Mordack's Island was painted beautifully, with nice, sinister and demonic architecture. It was just the puzzles involving the maze and it being mandatory that you get caught by that blue monster once and the whole cheese debacle that killed that section of the game for me. Looked nice, played like crap. Like a lot of current video games out there, actually. For the record, the Underworld in KQ6 was never creepy to me. Like GrahamRocks said, that xylophone sequence ruined it. I'd say the darkest game in the series was definitely MoE, for obvious reasons--decapitations, gory corpses hung on walls, a pervasive feeling that nowhere you go is safe, hostiles everywhere you look, and a truly haunting soundtrack, especially for the opening level in Daventry.

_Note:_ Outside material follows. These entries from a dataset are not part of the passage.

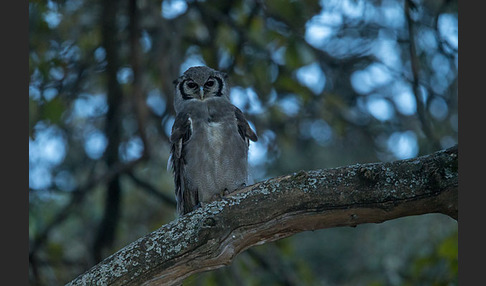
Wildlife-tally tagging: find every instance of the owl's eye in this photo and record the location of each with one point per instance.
(191, 85)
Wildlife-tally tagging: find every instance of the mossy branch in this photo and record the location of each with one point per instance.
(212, 236)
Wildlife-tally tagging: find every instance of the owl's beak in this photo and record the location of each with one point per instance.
(201, 92)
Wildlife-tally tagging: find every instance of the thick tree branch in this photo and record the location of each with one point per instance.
(212, 236)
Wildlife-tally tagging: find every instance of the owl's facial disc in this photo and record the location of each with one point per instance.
(192, 90)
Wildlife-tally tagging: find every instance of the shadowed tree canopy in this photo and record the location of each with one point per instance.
(325, 84)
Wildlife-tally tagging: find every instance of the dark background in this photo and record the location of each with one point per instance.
(325, 84)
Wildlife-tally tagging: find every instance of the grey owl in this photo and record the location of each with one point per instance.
(209, 140)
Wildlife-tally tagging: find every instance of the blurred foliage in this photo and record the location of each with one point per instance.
(325, 84)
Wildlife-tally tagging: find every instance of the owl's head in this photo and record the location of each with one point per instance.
(200, 83)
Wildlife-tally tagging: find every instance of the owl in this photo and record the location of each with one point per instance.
(209, 140)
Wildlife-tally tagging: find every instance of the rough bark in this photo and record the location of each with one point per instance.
(212, 236)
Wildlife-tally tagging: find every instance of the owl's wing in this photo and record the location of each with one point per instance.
(181, 132)
(244, 128)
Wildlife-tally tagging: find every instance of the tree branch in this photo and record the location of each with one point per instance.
(212, 236)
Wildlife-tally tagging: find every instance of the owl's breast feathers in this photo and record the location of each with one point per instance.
(190, 124)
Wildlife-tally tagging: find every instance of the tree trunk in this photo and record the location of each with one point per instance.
(212, 236)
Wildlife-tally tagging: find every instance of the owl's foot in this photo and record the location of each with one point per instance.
(216, 197)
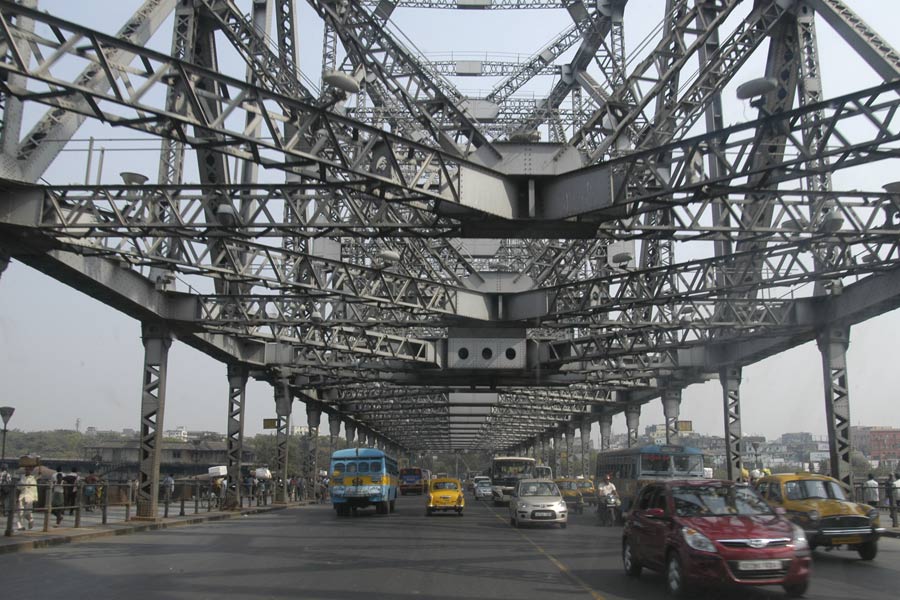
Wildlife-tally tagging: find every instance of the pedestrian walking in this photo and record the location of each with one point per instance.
(90, 491)
(870, 491)
(27, 498)
(70, 480)
(6, 488)
(58, 498)
(168, 487)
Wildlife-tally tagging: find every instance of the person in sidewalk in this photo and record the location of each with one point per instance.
(27, 498)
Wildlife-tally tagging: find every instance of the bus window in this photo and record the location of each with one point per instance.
(655, 463)
(688, 464)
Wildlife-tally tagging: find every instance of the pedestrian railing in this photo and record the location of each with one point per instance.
(81, 505)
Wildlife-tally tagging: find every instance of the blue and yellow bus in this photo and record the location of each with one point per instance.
(361, 477)
(632, 468)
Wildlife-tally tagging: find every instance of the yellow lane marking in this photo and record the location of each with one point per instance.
(562, 568)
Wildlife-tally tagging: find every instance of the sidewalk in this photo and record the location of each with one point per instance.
(36, 538)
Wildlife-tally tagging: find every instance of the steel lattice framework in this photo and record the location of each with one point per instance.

But if you're going for the darkest "canon" game in the series (given that MoE is usually regarded as a spinoff rather than a true sequel), KQ4 all the way. Even with primitive graphics, it manages to convey tension when you're swimming in the ocean, walking through the empty Tamir landscape never knowing when that Ogre might show up, conversing with civilian characters who have fallen on hard times given Tamir is a crapsack world, being forced to do the villain's bidding, evil trees that sometimes grab you immediately when you see them, a minimalist soundtrack that blares unexpectedly whenever your life is in danger, nightfall, the quagmire swamp, sneaking through the Ogre's house and later Lolotte's castle, and last but not least, the troll cave, which is kind of like the adventure equivalent of Slenderman--you're wandering through utter blackness, and once the bad guy's seen you, you're already dead, and the rest is just details.
Anyone who says Disney can't do dark material has apparently never watched the Hellfire scene from Hunchback of Notre Dame. Or the entire climax of the movie, for that matter.